Kristin then went through a series of tests, including high-resolution brain MRI, a positron emission tomography scan of the brain, neuropsychological testing, video- electroencephalogram monitoring and intracranial electroencephalogram evaluation.

Using information from those tests, in May 2013, Mayo Clinic neurosurgeon Robert Wharen, Jr. M.D., implanted grids, strips and depth electrodes on the surface of and within Kristin's brain to determine where the seizures were coming from. Then, in an effort to get rid of her seizures, Dr. Wharen performed left temporal lobe surgery two weeks later.

When the seizures continued, Kristin underwent a second epilepsy monitoring unit evaluation. Kristin's team surmised that the seizures were localized to the area behind the site of the previous surgery. Kristin underwent laser surgery in November 2014 to remove residual tissue from that part of her brain. But still the seizures persisted, and Kristin complained of worsening memory.

A dramatic turnaround

Dr. Tatum had been working closely on Kristin's case with Alfredo Quinones-Hinojosa, M.D., chair of the Department of Neurosurgery. In January 2017, they decided to move forward with Kristin's treatment by performing awake craniotomy with cortical mapping. That would let them directly observe what was happening in Kristin's brain to guide their operation.

"She was awake during the craniotomy, so we could monitor the electrical activity of her brain and ensure we were not removing a part of her brain that would affect any of her function," Dr. Quinones-Hinojosa says. "We removed the remaining area of her left temporal lobe, which was in an almost constant state of seizure."

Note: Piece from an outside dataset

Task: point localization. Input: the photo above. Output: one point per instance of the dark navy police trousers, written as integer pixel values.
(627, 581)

Following the surgery, Kristin's memory improved and she has been virtually seizure-free, her quality of life improving dramatically.


"When you're in the middle of all that, you don't realize how much of you is missing. I had been in a fog for 12 or 13 years with hundreds of seizures." — Kristin Taheri


"I remember the first day she could drive her daughter to school. It was such a beautiful moment and so powerful," Dr. Quinones-Hinojosa says. "It made me realize that things that are routine for many of us can have tremendously deep implications in someone else's life."

Kristin is reminded of the changes she's undergone every day.

"When you're in the middle of all that, you don't realize how much of you is missing. I had been in a fog for 12 or 13 years with hundreds of seizures," Kristin says. "I can feel the difference in the way I respond and rationalize things, and most importantly, my daughters tell me they have their mama back."

A new kind of creativity

Kristin continues to paint. She says her recent paintings are different because her brain is different.

"The brain has 160 trillion synapses — more than there are stars in the galaxy," Dr. Quinones-Hinojosa says. "If you can grasp that, then you can try to begin understanding how creativity can be enhanced or evolve secondary to epilepsy. These neural pathways can give you abilities to appreciate color in a special way when creating an artistic piece."

Painting continues to give Kristin a creative voice and a sense of calm.

"You can cry or laugh in your paintings and convey love or all kinds of things in them that you don't feel open to convey," Kristin says. "There's nothing more peaceful than painting."